I have C++ code which deconstructs std::string_view into its pointer and a length and passes it to a rust extern "C" function which uses std::slice::from_raw_parts to construct a slice from which &str will be built.
Is this safe to do? What are the common pitfalls I might fall into?
unsafe extern "C" fn with_string_view(
ptr: *const u8,
len: u64,
) {
let slice = std::slice::from_raw_parts(ptr, len as usize);
let str = std::str::from_utf8_unchecked(slice);
use_str(str)
}
fn use_str(x: &str) {
...
}
A few pitfalls that I see:
string_view is not required to be correct UTF-8. (Fixable and in my case is a given)
Memory comes from C++, so if somebody finds a way to get a mutable reference to it, this will cause UB. (Most likely this is abusable)

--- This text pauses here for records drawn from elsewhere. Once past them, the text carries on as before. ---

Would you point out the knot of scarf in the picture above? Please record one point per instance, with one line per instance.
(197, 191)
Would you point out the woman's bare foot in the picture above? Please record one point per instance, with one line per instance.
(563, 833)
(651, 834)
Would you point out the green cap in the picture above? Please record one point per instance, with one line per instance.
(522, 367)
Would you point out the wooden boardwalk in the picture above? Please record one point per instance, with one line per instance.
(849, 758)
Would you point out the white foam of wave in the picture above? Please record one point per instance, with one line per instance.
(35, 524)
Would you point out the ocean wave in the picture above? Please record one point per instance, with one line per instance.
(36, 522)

Can Rust references even point to memory allocated in C++?
I looked how others implemented this, and it seems like all of those implementations can cause UB, if somebody gets mutable access to the same string while references are alive.
Is there a safe way to do that at all? Would it require always copying a string?

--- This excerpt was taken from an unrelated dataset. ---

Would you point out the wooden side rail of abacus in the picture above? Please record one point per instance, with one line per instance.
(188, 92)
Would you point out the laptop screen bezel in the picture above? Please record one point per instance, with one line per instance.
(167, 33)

This is also possible, but I am mostly worried about ownership rules, as it might be possible by safe code to get a mutable reference to the same memory.
And the next thing I am worried about is whether references are special and am I even allowed to make them to non-Rust allocated memory. It seems like yes, but I am not sure about rules there.
Which includes effectively, no mutating or deallocating until this function returns
UB to call with non-UTF8 data
Since you can't guarantee all the requirements, the function needs to stay unsafe, and it will be the responsibility of the caller (in whatever language) to uphold the requirements. Such as making sure safe code can't get a mutable reference to the same memory for the duration of the call.
If that's impossible to guarantee, you'll need to do something else.
That's fine if all the other requirements are met; what allocated the memory (if anything) doesn't matter.
References aren't special. They are just pointers with extra compile-time validity requirements. Specifically, the memory must be live and hold a valid instance of T for as long as &T or &mut T are live. You must also uphold the aliasing requirements: nothing mutates the referenced memory as long as &T is live, and no other active (=used in any way) pointers to the memory must exist as long as &mut T is live. Usual exceptions for UnsafeCell and UnsafePinned apply.
In general, these properties are impossible to uphold if you're dealing with C++ code, since C++ doesn't obey Rust's aliasing requirements and is quite lax with const-correctness. But if you don't call into C++ for the duration of your Rust function, or can guarantee that any calls do not violate the requirements for the slice, then all is well.
one other thing to consider is that for zero-length strings, you need to ensure the pointer isn't null, since C/C++ code often will pass null for zero-length buffers and rust &str references must be non-null. you can just return "" if the length is zero since rustc will give you a valid &str that way.